Of course, we’re not really that close to uploading a human mind. Whole-brain emulation remains speculative — no full human “connectome” exists, and even being able to map 76,000 neurons in a mouse’s brain is cutting-edge. Brain-computer interfaces like Neuralink and Synchron are helping paralyzed people communicate by thought. These are hugely impressive and life-changing technologies, but capturing memory, identity, desire, is more than any simple digital architecture.
Immortality projects
“People look enviously at Homer and Hesiod and other great poets, because of the kind of legacy they have left behind them, which provide them with immortal fame and remembrance by being immortal themselves … [Those creators] would be immortal, if mortal man may.”
— Plato, “The Symposium,” 4th century BC
Legacy is another form of immortality, one that writers from Plato to Hemingway explored in detail. The latter is credited as once saying, “Every man has two deaths, when he is buried in the ground and the last time someone says his name. In some ways men can be immortal.” In “The Iliad,” Achilles is given a choice: a long, quiet life or a short life with undying fame. Of course, being a Greek hero, he chooses immortal glory through heroic deeds. Today, the concept of naming a building, an invention, or a discovery after yourself (or preserving your digital presence indefinitely online) reflects the same need: to create something that outlives our biological life. Ernst Becker called these “immortality projects,” where we try to do something that lasts after we live. It might be that we contribute to world science, write a book, or plant a tree — the shade of which we will never enjoy.

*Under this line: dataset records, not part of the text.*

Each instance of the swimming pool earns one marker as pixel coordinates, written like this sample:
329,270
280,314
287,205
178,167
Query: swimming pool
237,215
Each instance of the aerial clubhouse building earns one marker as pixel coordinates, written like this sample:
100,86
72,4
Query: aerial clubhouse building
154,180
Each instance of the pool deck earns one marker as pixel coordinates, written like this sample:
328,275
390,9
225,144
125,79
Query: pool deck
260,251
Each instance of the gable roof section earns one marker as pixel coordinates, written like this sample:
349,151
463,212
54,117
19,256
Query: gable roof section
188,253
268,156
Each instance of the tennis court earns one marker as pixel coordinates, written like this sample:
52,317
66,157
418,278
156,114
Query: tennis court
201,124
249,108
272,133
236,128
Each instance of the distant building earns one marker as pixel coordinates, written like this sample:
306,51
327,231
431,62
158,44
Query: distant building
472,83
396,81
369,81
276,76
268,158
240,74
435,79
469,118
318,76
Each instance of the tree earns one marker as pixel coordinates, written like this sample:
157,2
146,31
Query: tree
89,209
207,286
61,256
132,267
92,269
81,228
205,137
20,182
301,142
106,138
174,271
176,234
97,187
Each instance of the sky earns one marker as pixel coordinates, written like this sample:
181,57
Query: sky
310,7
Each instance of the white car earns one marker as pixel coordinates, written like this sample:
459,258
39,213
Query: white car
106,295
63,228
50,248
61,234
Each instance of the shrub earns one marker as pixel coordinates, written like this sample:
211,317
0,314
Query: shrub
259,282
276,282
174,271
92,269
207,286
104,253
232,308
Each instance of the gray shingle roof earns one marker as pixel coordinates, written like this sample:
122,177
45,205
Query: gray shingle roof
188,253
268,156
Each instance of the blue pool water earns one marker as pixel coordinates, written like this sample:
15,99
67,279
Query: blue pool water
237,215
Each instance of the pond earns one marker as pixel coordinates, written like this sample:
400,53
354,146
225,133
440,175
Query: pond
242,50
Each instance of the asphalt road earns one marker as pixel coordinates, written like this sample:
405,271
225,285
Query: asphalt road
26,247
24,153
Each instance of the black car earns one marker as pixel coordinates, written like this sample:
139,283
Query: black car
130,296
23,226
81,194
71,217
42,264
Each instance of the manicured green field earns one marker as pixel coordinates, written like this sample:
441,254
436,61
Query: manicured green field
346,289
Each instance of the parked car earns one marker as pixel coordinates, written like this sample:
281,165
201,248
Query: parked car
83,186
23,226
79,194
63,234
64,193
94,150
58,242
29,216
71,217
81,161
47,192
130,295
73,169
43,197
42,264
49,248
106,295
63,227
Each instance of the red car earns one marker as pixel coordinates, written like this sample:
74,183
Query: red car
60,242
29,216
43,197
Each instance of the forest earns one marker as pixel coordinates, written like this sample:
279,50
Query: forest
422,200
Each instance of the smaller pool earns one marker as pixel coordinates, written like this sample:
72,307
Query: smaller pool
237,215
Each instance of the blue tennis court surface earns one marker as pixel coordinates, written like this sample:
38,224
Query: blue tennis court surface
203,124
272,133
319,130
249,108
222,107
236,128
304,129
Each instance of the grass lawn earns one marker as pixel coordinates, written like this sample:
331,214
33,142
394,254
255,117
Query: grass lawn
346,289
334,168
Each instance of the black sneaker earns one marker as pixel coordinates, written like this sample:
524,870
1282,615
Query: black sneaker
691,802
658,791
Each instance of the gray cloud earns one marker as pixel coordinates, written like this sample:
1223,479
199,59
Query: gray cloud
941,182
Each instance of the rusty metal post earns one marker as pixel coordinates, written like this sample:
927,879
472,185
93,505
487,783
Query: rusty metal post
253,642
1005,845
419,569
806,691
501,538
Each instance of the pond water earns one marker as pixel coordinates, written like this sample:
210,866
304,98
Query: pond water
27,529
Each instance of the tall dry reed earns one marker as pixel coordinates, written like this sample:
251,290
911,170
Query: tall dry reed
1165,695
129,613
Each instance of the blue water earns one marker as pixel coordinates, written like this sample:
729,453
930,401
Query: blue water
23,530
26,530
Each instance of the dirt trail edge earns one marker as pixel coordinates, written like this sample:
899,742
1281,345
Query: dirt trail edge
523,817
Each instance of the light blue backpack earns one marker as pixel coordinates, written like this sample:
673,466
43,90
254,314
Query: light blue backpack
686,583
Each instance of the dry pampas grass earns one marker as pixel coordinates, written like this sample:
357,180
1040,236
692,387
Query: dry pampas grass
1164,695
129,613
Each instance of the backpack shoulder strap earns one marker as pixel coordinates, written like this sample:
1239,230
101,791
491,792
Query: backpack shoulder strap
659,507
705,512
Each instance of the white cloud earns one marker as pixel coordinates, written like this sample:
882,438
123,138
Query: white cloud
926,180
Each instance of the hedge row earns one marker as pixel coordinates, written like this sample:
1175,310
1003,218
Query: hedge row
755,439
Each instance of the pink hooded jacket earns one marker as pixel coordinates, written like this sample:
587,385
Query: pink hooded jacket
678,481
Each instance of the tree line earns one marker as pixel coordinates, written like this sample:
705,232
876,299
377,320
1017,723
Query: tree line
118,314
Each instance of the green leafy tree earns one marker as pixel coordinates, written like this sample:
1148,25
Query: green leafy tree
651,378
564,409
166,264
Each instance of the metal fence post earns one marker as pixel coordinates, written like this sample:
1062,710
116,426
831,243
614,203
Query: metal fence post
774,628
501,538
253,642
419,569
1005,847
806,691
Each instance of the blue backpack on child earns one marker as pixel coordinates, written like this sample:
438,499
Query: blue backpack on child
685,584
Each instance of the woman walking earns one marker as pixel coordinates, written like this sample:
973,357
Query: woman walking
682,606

The most common immortality project for both Becker and Plato comes in the need to have children. We live on in the genes of our progeny.
Despite our best efforts, all humans will die — your children, grandchildren, and millennia-distant descendants — and your genes won’t fare much better. All the immortality projects we pursue are, if Ecclesiastes is to be believed, actually “vanity projects.” At the very least, the sun will eventually die, destroying the entire planet. But it’s more likely your tree will die long before that.
There is a small glimmer of philosophical hope. And that’s to see your actions as a tiny drop in the vast, swirling ocean of the universe. No matter what comes after us, the fact of our existence cannot be taken away. I will always have written this article. You will always have read it. We will both have existed on this planet together.